“If I could be a hybrid species, here’s what I would be
a creature who’s one-half hyena and one-half me
And should I be called to testify upon my own behalf
I’d take the stand and be sworn in, then laugh
and laugh, and laugh”
– “Hyena Subpoena,” Catherine Kidd
During a spoken word residency I attended at the Banff Centre, the Jamaican-Canadian dub poet and monodramatist powerhouse d’bi.young anitafrika told us that performance poetry and storytelling should invoke a primordial memory – a sensory flashback to nights spent with the ancestral clan, seated in a circle beneath a tree watered by the light of the moon as the storyteller’s magic unfolds. Montreal’s spoken word and literary darling Catherine Kidd does exactly that with her latest poetry collection/spoken word CD/theatrical performance/definition-defying artistic creation, Hyena Subpoena: 7 Poems with Soundscapes. With it, she takes us to the wild lands where the things that frighten us roam. This collection is fearless, ferocious – and probably not for everyone, which in the end may be exactly what Ms. Kidd is going for.
Hyena Subpoena
7 Poems with Soundscapes
Catherine Kidd, with Soundscapes by Jack Beats
Wired on Words
$25.00
paper & CD
94pp
978-0-9937992-0-4
Hyena Subpoena tells the story of “Ramona Morse,” a performance poet exiled to the grasslands to search for scraps of creativity and come to terms with her past.

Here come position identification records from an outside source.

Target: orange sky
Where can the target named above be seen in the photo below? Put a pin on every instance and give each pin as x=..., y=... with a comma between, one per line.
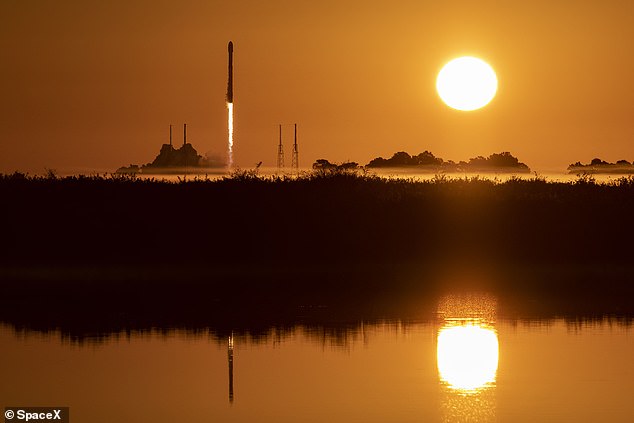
x=94, y=85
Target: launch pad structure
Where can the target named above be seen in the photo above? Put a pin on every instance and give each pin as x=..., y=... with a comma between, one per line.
x=280, y=151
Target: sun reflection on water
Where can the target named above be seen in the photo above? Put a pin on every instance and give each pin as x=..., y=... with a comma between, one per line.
x=467, y=357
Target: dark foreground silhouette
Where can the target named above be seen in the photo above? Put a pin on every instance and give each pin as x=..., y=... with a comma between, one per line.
x=92, y=255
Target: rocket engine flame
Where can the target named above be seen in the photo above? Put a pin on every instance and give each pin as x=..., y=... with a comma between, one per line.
x=230, y=127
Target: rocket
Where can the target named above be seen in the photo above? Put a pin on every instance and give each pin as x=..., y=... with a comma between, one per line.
x=230, y=78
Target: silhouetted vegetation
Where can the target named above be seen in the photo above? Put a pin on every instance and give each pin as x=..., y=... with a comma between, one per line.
x=323, y=164
x=343, y=244
x=499, y=162
x=597, y=165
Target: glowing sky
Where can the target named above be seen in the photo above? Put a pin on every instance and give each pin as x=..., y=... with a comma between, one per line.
x=95, y=84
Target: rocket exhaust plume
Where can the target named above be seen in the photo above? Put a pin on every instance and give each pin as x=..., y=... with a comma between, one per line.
x=230, y=104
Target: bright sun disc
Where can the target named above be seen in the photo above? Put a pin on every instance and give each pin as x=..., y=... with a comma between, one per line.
x=467, y=357
x=466, y=83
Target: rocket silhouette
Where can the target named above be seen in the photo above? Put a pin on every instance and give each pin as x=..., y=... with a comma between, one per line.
x=230, y=78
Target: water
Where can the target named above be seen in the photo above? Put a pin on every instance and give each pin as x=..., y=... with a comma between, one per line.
x=465, y=365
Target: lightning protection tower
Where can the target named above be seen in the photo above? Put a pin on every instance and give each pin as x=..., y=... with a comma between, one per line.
x=295, y=159
x=280, y=152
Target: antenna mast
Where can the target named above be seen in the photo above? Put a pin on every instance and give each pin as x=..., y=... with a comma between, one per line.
x=280, y=153
x=295, y=159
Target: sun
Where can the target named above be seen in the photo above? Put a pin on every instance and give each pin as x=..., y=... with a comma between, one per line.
x=467, y=83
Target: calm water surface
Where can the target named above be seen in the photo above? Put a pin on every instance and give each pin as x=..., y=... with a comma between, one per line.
x=464, y=366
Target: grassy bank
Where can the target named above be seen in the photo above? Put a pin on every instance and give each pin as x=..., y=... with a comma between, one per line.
x=250, y=248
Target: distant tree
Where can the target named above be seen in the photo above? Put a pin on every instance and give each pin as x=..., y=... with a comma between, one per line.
x=597, y=162
x=323, y=164
x=401, y=159
x=426, y=158
x=378, y=162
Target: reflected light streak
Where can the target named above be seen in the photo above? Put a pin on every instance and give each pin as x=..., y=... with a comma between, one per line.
x=230, y=126
x=467, y=356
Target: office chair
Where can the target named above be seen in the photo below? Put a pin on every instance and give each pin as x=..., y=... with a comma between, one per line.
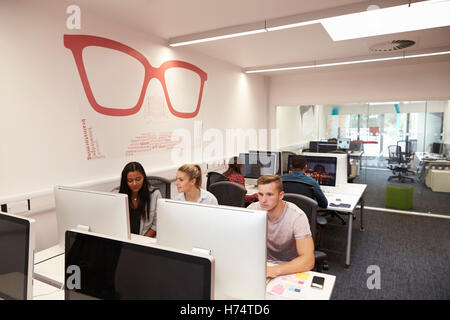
x=305, y=189
x=398, y=164
x=309, y=207
x=308, y=190
x=229, y=193
x=214, y=177
x=162, y=184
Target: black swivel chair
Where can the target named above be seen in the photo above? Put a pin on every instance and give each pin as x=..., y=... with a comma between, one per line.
x=162, y=184
x=213, y=177
x=229, y=193
x=398, y=164
x=309, y=206
x=305, y=189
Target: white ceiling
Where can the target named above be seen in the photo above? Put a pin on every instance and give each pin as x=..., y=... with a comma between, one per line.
x=171, y=18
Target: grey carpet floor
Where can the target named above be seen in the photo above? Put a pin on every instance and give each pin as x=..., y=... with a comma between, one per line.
x=424, y=200
x=412, y=253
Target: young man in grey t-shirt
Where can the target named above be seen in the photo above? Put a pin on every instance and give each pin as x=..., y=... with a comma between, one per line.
x=289, y=238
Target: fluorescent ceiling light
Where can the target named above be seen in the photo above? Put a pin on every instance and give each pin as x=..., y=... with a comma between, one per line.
x=404, y=18
x=223, y=33
x=342, y=23
x=338, y=63
x=176, y=44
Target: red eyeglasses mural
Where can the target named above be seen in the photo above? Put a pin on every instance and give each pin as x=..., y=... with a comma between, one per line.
x=76, y=43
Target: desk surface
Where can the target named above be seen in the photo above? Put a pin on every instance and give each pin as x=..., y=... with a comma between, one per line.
x=349, y=193
x=429, y=156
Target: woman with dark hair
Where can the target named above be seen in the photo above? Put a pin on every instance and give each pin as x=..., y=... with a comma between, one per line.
x=234, y=174
x=142, y=198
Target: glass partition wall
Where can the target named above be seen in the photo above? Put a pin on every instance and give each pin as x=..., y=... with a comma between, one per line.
x=404, y=144
x=399, y=141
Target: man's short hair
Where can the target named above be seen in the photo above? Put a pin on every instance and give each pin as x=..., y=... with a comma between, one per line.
x=269, y=178
x=298, y=162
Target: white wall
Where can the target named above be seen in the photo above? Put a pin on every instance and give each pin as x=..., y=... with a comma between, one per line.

The collection’s first piece, the titular “Hyena Subpoena” is also its most luminous: a keening and wickedly funny ode to scavengers, to the homeless and disenfranchised, to sex workers, gender benders, anarchist activists, to all who wander the margins of society. Slowly, a tale unfolds: of child abuse, of sexual assault, of institutionalization in a mental hospital. Kidd pulls no punches, plunging deep into trauma narratives in both the third and second person voice – but notably not the first, as though daring the reader/listener to ask forbidden questions.
The collection certainly demands to be taken on its own terms. Kidd’s subject matter, non-linear narrative structure, and occasionally jarring blend of playfulness and horror will be off-putting to some. The quality of the poetry is a bit uneven; “Hyena Subpoena” and “The Lottery” stand out as the strongest by far of the seven pieces. Yet for those with whom the savage, unrepentant, incongruous, outcast laughter of the hyena resonates, Hyena Subpoena speaks volumes.